# CMPT 423/820 Assignment 2 Question 4
### Model Solution and Grading Scheme

Currently, Scikit-Learn has 4 implementations of Naive Bayes.  Each implementation assumes that all the features have the same kind of feature distribution.  For example, the Scikit-Learn implementation of Gaussian Naive Bayes Classifier assumes that all features are numeric, and the histogram of the features given the class label are more-or-less bell shaped around a mean value.  On the other hand, the Scikit-Learn implementation of the Categorical Naive Bayes Classifier assumes that all features are categorical.
**This is a limitation of the software, not a theoretical limitation of Naive Bayes.**

In this question, you are invited to explain, or describe how we could use these two classifiers to handle mixed data.  
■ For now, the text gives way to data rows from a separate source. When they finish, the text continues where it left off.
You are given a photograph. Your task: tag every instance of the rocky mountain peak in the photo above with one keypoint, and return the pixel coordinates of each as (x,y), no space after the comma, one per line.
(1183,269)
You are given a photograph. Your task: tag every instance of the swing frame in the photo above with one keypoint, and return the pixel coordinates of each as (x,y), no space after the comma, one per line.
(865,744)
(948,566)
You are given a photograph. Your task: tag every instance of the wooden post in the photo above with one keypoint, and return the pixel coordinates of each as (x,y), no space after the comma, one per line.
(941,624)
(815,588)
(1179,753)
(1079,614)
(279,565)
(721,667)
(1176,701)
### Using Scikit Learn on mixed data
Suppose we have a categorical class label $Y$, some continuous features $F$ and some categorical features $C$.  For our purposes, it doesn't matter how many of each we have.  I will derive a formula based on one of each, and generalize after that.
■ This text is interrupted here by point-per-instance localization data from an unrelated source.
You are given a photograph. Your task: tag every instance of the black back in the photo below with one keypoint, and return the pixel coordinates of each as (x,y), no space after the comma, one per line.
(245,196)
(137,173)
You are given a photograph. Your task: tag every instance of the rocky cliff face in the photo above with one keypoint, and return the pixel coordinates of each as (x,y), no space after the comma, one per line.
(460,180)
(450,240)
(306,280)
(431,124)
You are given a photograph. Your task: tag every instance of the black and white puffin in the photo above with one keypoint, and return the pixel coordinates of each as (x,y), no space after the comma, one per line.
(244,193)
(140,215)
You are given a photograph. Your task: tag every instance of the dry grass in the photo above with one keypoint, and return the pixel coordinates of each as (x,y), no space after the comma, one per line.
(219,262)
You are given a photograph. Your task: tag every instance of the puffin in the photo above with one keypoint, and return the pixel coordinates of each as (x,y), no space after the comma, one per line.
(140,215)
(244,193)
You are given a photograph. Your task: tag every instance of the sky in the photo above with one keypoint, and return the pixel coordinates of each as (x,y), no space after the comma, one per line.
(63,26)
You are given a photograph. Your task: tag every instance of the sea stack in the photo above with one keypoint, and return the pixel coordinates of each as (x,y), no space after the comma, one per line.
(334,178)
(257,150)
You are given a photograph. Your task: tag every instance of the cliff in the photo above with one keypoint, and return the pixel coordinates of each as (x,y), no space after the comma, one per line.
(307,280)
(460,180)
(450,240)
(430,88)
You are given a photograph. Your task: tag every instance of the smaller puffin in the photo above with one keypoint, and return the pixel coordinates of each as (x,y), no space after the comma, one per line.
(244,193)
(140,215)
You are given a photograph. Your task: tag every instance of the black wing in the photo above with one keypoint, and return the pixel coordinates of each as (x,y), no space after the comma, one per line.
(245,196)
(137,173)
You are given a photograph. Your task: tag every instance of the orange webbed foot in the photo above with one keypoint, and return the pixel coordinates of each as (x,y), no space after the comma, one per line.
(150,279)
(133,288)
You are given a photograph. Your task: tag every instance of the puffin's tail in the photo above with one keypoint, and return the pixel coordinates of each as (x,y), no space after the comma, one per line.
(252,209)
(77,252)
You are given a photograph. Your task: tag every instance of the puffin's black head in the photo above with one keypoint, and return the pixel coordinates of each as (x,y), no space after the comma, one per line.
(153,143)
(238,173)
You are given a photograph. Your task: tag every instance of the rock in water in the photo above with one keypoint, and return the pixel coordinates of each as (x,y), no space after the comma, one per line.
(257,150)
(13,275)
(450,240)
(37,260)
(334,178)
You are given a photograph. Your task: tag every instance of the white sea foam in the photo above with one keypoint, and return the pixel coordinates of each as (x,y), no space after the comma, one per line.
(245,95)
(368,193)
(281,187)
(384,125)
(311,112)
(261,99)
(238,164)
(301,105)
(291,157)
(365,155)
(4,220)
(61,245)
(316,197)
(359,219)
The classification formula for Naive Bayes doesn't care about the distinction between continuous or categorical fetures, so we have the same formula as before:

$$ y(c,f) = \arg \max_{Y} P(Y |c,f)  $$

As usual, we will start with the class conditional distribution, and apply Bayes Rule, and conditional independence:

$$ P(Y |c,f) = \frac{P(c|Y)P(f|Y)P(Y)}{P(c,f)}$$


Unfortunately, Scikit Learn cannot fit this model with mixed data directly.  Not yet, anyway.  But It can fit continuous features using Gaussian Naive Bayes, and categorical features using Categorical Naive Bayes (in Version 0.22).  

We can split the data into two parts, the categorical features, C (with Y), and the continuous features F (with Y).  Fitting them independently gives us 2 classifiers:

$$ y_1(c) = \arg \max_{Y} P(Y |c)  = \arg \max_{Y} \frac{P(c|Y)P(Y)}{P(c)} $$
$$ y_2(f) = \arg \max_{Y} P(Y |f)  = \arg \max_{Y} \frac{P(f|Y)P(Y)}{P(f)} $$


The question is now, how to derive a formula for $y(c,f)$ given $y(c)$, and $y(f)$?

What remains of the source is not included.